If the latter occurs, the command

>> simplify(y)

should tell you that y is in fact equal to cos(t).  (You can check this by using Euler's formula, e^it = cos t + i sin t.)

Exercise A4.1
	(a)  Use MATLAB to compute the Laplace transforms L{1} and L{sin2(t)}.  (If MATLAB gives you something like a/b/c this means a/(b*c).)
	(b)  Explain how, using the results from part (a), we can at this point compute L{(cos2(t)) without using MATLAB or doing an integral.  What do you get?  (Hint: use the trig identity sin2(t) + cos2(t) = 1).
	(c)  Now use MATLAB to calculate L{cos2(t)}, and verify your answer to part (b).  You may have to do some additional scratch work to see that your answers match.
	(d)  Use MATLAB to compute the inverse Laplace transform of 4/(9+s2).  If your answer looks complicated, try using the simplify command on it.

§A4.3 Heaviside

    The Laplace transform is a powerful tool, but we do have to acknowledge that it applies only in limited situations.  Namely, we can't use the Laplace transform to solve differential equations unless such equations are linear equations with constant coefficients.  Furthermore, the solution method is most beneficial when we have initial conditions.

    As explained above, the Laplace transform, in a sense, "takes the calculus out" of solving differential equations, and thus may be a good technique for solving differential equations by hand.  Of course, we're interested in ways MATLAB can be of use.  If all we deal with are linear equations with constant coefficients, then we know ode45 can already do the job.  So why go to the trouble of using MATLAB to accomplish the four steps of the Laplace transform outlined in the beginning of this assignment?

    The answer is that ode45 is often not able to solve non-homogeneous equations where the non-homogeneous part is a discontinuous function.  In fact, such equations are even more resistant to the methods you learned in the lectures for solving them by hand.  One of the greatest accomplishments of the Laplace transform is that it provides us a relatively easy way to solve the types of equations that come up in real-world applications where functions aren't always continuous.

Example A4.2  Imagine we have an electric circuit to which we attach a power source (like a battery) and a switch that either lets current through or prevents it from flowing depending on whether the switch is closed or open.  We'll start with the switch open so that no current can pass through it.

    Now when we close the switch, current generated by the battery immediately begins to flow.  The electromotive force in such a situation might look like:

Of course, this function is discontinuous, but nevertheless it models a situation which occurs all the time in the study of electric circuits.

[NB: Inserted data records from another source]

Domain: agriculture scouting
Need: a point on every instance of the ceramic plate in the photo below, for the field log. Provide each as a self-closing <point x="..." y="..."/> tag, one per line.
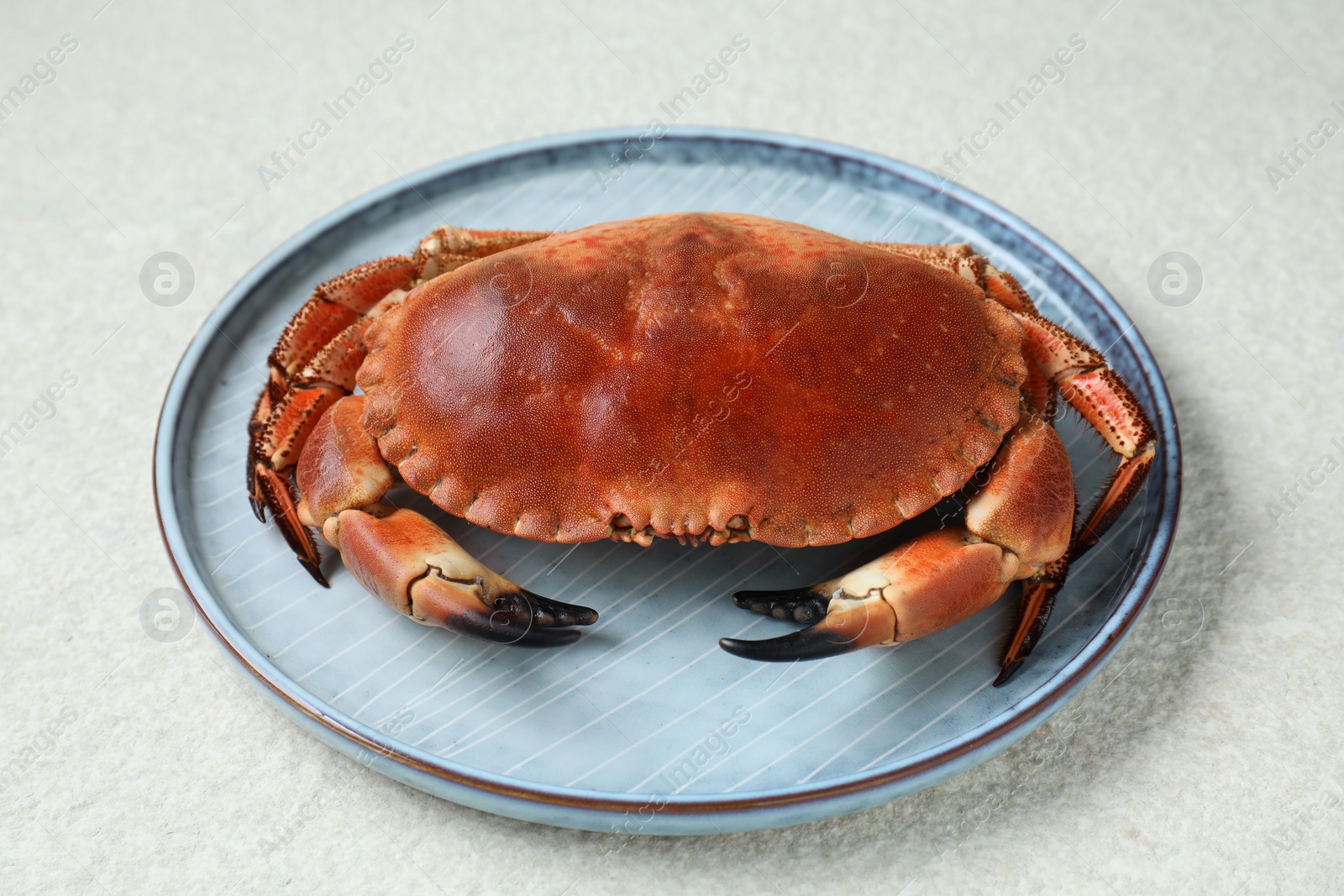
<point x="644" y="726"/>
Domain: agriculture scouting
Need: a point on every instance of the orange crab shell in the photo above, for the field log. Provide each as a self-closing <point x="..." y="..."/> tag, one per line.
<point x="716" y="376"/>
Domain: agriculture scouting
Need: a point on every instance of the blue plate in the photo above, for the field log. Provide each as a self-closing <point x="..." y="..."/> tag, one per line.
<point x="644" y="726"/>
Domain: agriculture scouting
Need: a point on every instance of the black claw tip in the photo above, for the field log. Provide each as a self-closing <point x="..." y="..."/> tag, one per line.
<point x="1007" y="672"/>
<point x="796" y="605"/>
<point x="557" y="613"/>
<point x="810" y="644"/>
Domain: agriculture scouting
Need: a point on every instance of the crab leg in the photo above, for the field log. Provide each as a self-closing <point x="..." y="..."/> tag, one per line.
<point x="403" y="558"/>
<point x="1059" y="363"/>
<point x="315" y="362"/>
<point x="1015" y="527"/>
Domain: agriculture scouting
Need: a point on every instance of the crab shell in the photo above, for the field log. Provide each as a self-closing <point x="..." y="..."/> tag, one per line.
<point x="709" y="376"/>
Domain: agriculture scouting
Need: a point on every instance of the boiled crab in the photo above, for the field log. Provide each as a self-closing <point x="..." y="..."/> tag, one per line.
<point x="706" y="376"/>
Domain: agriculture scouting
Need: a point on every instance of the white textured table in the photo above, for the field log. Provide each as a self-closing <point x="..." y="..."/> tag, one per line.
<point x="1206" y="758"/>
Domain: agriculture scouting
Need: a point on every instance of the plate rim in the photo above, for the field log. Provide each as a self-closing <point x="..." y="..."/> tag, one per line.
<point x="575" y="808"/>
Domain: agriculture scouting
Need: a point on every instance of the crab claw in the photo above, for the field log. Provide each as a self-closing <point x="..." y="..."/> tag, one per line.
<point x="924" y="586"/>
<point x="420" y="570"/>
<point x="848" y="624"/>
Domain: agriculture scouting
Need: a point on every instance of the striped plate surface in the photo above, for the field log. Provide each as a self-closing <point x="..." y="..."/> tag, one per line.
<point x="645" y="710"/>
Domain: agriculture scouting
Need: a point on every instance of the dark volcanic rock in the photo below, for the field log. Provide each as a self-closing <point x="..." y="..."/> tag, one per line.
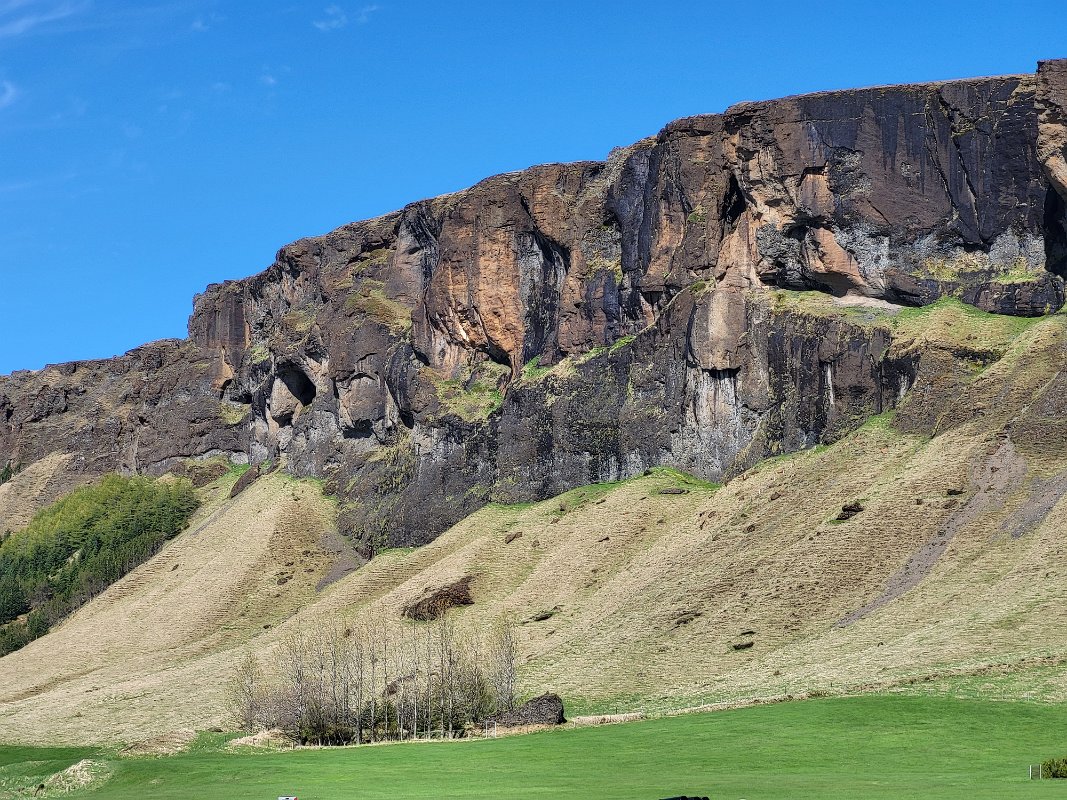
<point x="583" y="322"/>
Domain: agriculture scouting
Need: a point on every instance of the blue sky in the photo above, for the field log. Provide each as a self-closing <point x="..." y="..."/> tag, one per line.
<point x="149" y="148"/>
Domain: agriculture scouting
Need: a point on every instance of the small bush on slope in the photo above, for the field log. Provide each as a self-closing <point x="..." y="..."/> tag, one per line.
<point x="79" y="545"/>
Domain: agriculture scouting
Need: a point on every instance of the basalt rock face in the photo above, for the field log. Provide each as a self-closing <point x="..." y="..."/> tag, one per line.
<point x="584" y="322"/>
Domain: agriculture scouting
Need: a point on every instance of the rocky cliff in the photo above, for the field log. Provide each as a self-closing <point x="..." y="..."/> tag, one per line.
<point x="574" y="323"/>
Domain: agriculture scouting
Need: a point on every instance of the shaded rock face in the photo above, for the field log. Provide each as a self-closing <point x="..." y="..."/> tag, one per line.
<point x="583" y="322"/>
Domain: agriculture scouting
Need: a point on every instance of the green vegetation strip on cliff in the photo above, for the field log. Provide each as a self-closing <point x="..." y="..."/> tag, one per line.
<point x="870" y="747"/>
<point x="79" y="545"/>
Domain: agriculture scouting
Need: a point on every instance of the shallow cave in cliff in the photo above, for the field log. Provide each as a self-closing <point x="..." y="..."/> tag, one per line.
<point x="1055" y="233"/>
<point x="298" y="383"/>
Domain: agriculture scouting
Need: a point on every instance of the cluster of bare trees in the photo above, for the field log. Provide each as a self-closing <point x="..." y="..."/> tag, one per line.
<point x="370" y="684"/>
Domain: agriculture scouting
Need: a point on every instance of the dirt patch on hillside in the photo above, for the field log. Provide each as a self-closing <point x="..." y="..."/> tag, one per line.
<point x="1044" y="496"/>
<point x="173" y="741"/>
<point x="274" y="739"/>
<point x="438" y="602"/>
<point x="36" y="485"/>
<point x="77" y="777"/>
<point x="994" y="479"/>
<point x="346" y="559"/>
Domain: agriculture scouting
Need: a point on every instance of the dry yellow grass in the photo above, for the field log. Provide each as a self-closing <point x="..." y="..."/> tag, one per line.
<point x="649" y="592"/>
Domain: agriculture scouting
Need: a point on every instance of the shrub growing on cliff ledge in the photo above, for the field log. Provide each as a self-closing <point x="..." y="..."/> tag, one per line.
<point x="79" y="545"/>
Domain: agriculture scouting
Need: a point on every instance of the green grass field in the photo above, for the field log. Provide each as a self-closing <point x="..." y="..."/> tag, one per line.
<point x="870" y="747"/>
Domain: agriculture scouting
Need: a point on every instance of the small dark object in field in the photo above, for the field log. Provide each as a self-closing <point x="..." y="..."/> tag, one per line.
<point x="848" y="511"/>
<point x="685" y="618"/>
<point x="433" y="605"/>
<point x="542" y="616"/>
<point x="544" y="710"/>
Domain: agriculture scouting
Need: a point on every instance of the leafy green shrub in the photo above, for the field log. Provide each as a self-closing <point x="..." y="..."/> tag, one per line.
<point x="79" y="545"/>
<point x="1054" y="768"/>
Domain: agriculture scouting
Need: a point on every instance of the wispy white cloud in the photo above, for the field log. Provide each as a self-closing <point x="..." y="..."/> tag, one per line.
<point x="9" y="93"/>
<point x="335" y="19"/>
<point x="20" y="17"/>
<point x="205" y="22"/>
<point x="364" y="16"/>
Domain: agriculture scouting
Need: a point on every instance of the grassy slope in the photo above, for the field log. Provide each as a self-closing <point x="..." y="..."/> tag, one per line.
<point x="623" y="564"/>
<point x="838" y="748"/>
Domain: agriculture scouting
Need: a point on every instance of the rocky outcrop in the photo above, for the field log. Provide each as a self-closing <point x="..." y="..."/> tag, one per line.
<point x="583" y="322"/>
<point x="546" y="709"/>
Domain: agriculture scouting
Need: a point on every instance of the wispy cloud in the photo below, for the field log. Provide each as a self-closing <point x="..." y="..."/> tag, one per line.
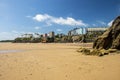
<point x="59" y="30"/>
<point x="110" y="23"/>
<point x="37" y="27"/>
<point x="101" y="22"/>
<point x="58" y="20"/>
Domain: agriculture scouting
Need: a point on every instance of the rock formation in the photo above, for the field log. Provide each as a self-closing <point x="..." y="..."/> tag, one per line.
<point x="111" y="38"/>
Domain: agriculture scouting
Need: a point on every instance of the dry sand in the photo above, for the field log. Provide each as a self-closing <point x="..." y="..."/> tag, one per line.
<point x="55" y="62"/>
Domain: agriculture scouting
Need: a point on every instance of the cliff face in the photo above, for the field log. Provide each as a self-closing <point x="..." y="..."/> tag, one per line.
<point x="111" y="38"/>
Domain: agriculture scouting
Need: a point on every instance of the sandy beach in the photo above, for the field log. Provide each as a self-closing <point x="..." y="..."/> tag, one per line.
<point x="37" y="61"/>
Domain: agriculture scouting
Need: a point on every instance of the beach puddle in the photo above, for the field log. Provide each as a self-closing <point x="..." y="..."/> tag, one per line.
<point x="9" y="51"/>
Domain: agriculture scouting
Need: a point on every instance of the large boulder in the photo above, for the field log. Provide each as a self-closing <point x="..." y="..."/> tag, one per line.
<point x="111" y="38"/>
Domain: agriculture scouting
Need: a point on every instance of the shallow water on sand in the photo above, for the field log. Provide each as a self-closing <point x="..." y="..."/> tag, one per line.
<point x="9" y="51"/>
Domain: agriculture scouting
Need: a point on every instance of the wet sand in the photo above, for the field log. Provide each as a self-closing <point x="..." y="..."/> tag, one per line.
<point x="55" y="62"/>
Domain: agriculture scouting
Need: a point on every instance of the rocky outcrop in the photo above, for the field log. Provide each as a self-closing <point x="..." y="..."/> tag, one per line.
<point x="111" y="38"/>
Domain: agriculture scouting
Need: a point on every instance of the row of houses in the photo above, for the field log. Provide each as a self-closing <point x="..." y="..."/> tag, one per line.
<point x="81" y="31"/>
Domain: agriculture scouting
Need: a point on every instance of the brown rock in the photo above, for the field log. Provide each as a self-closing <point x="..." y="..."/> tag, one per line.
<point x="111" y="38"/>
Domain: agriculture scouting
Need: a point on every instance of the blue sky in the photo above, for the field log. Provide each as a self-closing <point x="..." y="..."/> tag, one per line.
<point x="42" y="16"/>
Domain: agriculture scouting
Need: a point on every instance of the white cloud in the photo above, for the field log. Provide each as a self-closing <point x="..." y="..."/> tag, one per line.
<point x="37" y="28"/>
<point x="58" y="20"/>
<point x="29" y="16"/>
<point x="40" y="17"/>
<point x="59" y="30"/>
<point x="110" y="23"/>
<point x="101" y="22"/>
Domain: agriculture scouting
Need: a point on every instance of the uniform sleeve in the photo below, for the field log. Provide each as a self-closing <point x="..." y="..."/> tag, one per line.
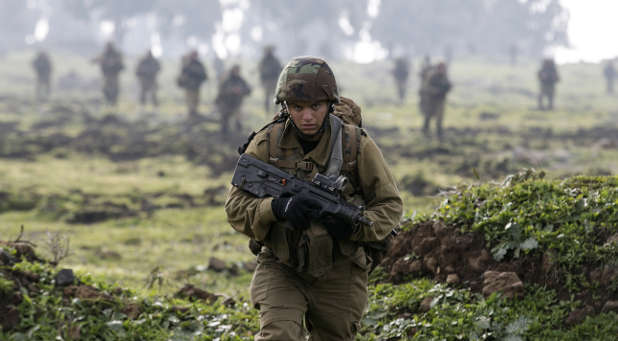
<point x="383" y="204"/>
<point x="246" y="213"/>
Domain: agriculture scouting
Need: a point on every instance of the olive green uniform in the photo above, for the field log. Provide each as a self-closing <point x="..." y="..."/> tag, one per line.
<point x="192" y="76"/>
<point x="321" y="283"/>
<point x="269" y="68"/>
<point x="548" y="77"/>
<point x="433" y="93"/>
<point x="147" y="70"/>
<point x="111" y="65"/>
<point x="43" y="68"/>
<point x="232" y="92"/>
<point x="401" y="73"/>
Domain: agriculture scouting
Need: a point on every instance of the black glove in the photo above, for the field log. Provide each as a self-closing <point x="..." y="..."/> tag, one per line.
<point x="299" y="210"/>
<point x="338" y="227"/>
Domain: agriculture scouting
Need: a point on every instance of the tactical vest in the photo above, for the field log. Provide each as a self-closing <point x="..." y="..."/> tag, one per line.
<point x="313" y="251"/>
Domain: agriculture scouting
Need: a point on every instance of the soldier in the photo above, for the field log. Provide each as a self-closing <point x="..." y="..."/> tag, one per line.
<point x="192" y="75"/>
<point x="42" y="66"/>
<point x="269" y="67"/>
<point x="433" y="96"/>
<point x="232" y="91"/>
<point x="610" y="73"/>
<point x="425" y="67"/>
<point x="111" y="64"/>
<point x="548" y="77"/>
<point x="313" y="272"/>
<point x="401" y="73"/>
<point x="146" y="71"/>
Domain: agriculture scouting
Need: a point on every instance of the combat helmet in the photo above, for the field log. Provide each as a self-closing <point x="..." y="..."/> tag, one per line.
<point x="306" y="79"/>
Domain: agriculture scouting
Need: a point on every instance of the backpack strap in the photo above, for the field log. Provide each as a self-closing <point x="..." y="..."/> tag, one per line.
<point x="336" y="154"/>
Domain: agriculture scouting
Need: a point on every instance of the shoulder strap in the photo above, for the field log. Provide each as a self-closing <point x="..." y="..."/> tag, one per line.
<point x="279" y="118"/>
<point x="336" y="154"/>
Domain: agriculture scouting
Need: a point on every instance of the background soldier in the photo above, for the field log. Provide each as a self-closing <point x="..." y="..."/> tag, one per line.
<point x="147" y="70"/>
<point x="43" y="68"/>
<point x="424" y="69"/>
<point x="111" y="64"/>
<point x="270" y="67"/>
<point x="313" y="272"/>
<point x="401" y="73"/>
<point x="433" y="97"/>
<point x="610" y="73"/>
<point x="232" y="91"/>
<point x="192" y="75"/>
<point x="548" y="77"/>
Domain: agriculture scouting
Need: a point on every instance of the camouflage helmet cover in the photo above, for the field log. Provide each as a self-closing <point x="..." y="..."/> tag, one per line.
<point x="306" y="79"/>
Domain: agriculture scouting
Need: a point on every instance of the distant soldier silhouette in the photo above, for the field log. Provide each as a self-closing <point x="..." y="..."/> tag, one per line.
<point x="434" y="89"/>
<point x="111" y="65"/>
<point x="424" y="69"/>
<point x="401" y="73"/>
<point x="232" y="91"/>
<point x="147" y="70"/>
<point x="192" y="75"/>
<point x="43" y="68"/>
<point x="513" y="53"/>
<point x="548" y="77"/>
<point x="610" y="74"/>
<point x="269" y="67"/>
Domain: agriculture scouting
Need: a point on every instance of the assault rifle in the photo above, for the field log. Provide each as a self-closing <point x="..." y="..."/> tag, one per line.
<point x="265" y="180"/>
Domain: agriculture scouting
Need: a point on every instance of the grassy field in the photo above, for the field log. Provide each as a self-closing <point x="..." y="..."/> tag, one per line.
<point x="492" y="129"/>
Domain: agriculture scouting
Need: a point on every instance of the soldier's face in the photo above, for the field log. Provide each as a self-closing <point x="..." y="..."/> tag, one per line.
<point x="308" y="117"/>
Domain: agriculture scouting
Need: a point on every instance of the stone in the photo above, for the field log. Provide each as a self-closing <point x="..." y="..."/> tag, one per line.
<point x="425" y="304"/>
<point x="452" y="279"/>
<point x="217" y="265"/>
<point x="64" y="277"/>
<point x="610" y="306"/>
<point x="578" y="316"/>
<point x="506" y="283"/>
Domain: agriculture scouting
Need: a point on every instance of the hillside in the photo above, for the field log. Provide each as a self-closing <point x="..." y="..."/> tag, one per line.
<point x="527" y="258"/>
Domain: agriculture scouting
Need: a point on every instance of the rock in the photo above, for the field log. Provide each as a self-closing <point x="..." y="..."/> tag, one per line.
<point x="10" y="318"/>
<point x="216" y="264"/>
<point x="6" y="258"/>
<point x="613" y="239"/>
<point x="132" y="310"/>
<point x="610" y="306"/>
<point x="249" y="266"/>
<point x="452" y="279"/>
<point x="549" y="261"/>
<point x="578" y="316"/>
<point x="506" y="283"/>
<point x="425" y="304"/>
<point x="478" y="262"/>
<point x="64" y="277"/>
<point x="431" y="264"/>
<point x="425" y="246"/>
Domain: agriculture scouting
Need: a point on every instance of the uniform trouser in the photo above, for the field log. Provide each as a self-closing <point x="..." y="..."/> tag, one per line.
<point x="330" y="307"/>
<point x="401" y="90"/>
<point x="148" y="90"/>
<point x="433" y="109"/>
<point x="547" y="91"/>
<point x="193" y="100"/>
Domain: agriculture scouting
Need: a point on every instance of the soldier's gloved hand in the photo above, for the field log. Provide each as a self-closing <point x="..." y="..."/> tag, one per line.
<point x="339" y="228"/>
<point x="299" y="210"/>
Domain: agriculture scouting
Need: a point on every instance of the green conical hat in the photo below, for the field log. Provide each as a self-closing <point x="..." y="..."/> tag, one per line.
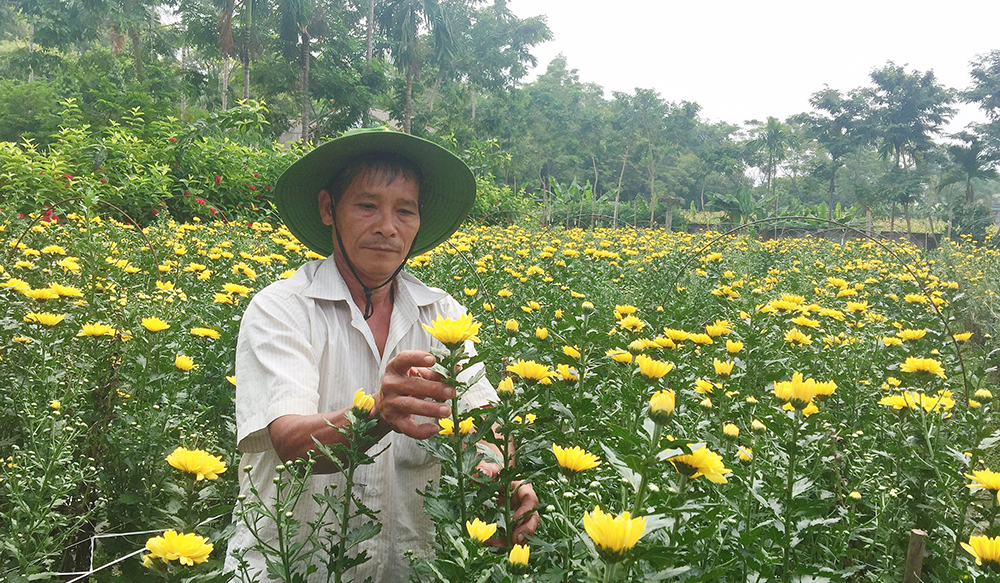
<point x="448" y="190"/>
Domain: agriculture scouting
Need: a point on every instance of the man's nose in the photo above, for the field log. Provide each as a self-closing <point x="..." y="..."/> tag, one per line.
<point x="385" y="223"/>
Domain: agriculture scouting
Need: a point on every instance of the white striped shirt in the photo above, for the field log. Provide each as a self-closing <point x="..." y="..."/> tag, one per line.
<point x="304" y="348"/>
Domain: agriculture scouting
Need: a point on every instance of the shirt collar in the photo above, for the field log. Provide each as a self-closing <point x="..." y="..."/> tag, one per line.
<point x="329" y="284"/>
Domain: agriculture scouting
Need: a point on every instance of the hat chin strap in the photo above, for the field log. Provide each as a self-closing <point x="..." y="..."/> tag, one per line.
<point x="369" y="308"/>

    The function illustrated above is called the Heaviside function, after the English engineer and mathematician Oliver Heaviside.  Due to inconsistencies between versions of MATLAB, we're going to create an m-file to define the Heaviside function instead of using the built-in Heaviside function.

    As in the last assignment, make sure that you are saving your files into MATLAB's current directory.  Open up a new M-file and type

1 function y=Heaviside(x)
2 y=(x>=0);

Remark A4.1  True statements have the value 1 and false statements have the value 0.  Therefore, this function just says that if x is nonnegative then the function evaluates to one, and not, it evaluates to zero, exactly as it should.

    Save the M-file as "Heaviside.m" .

Exercise A4.2
	(a)  Test your M-file by typing >> f='Heaviside(t)' >> ezplot(f,[-5,5]) Include your input and the resulting graph in your Word document.  Note that even though the function is discontinuous, ezplot tries to draw it in a continuous manner by connecting the two pieces together.  This won't have any effect on our calculations though.
	(b)  Note that the Heaviside function models a situation where the force is applied at time zero.  In what follows below we will want to be able to apply such a force at any time.  Try the commands >> f='Heaviside(t+1)' >> ezplot(f,[-5,5]) Include your input and the resulting graph.  At what value of t does the function jump from 0 to 1 in this case?
	(c)  What variation of the Heaviside function should we use if we wanted the function to jump at t = 4 instead?  Test your answer with MATLAB by graphing it as in the above two exercises.

§A4.4 Electrical Circuit

In this section we will work with a differential equation that models the following electrical circuit.

A differential equation that describes charge in a capacitor is given by the following formula

Ly" + Ry' + (1/C)y = E(t)

where L is the inductance, R the resistance, C the capacitance, and E(t) the electromotive force.  (This is described in detail in the textbook in section 3.8.)  The example that we will explore will use the following characteristics:

L = 3

R = 1

C = 1/5

Remark A4.2  The electromotive force function tells us that the battery is supplying electricity to the circuit only for the time period 40 ≤ t ≤ 50.  The battery is disconnected at all other times (i.e., 0 ≤ t < 40 and 50 < t).

    After we substitute the constants in we get the following equation:

3y'' + y' + 5y = E(t)

where the capacitor has an initial charge of 2 and the initial current is 0 (i.e., y(0) = 2, y'(0) = 0).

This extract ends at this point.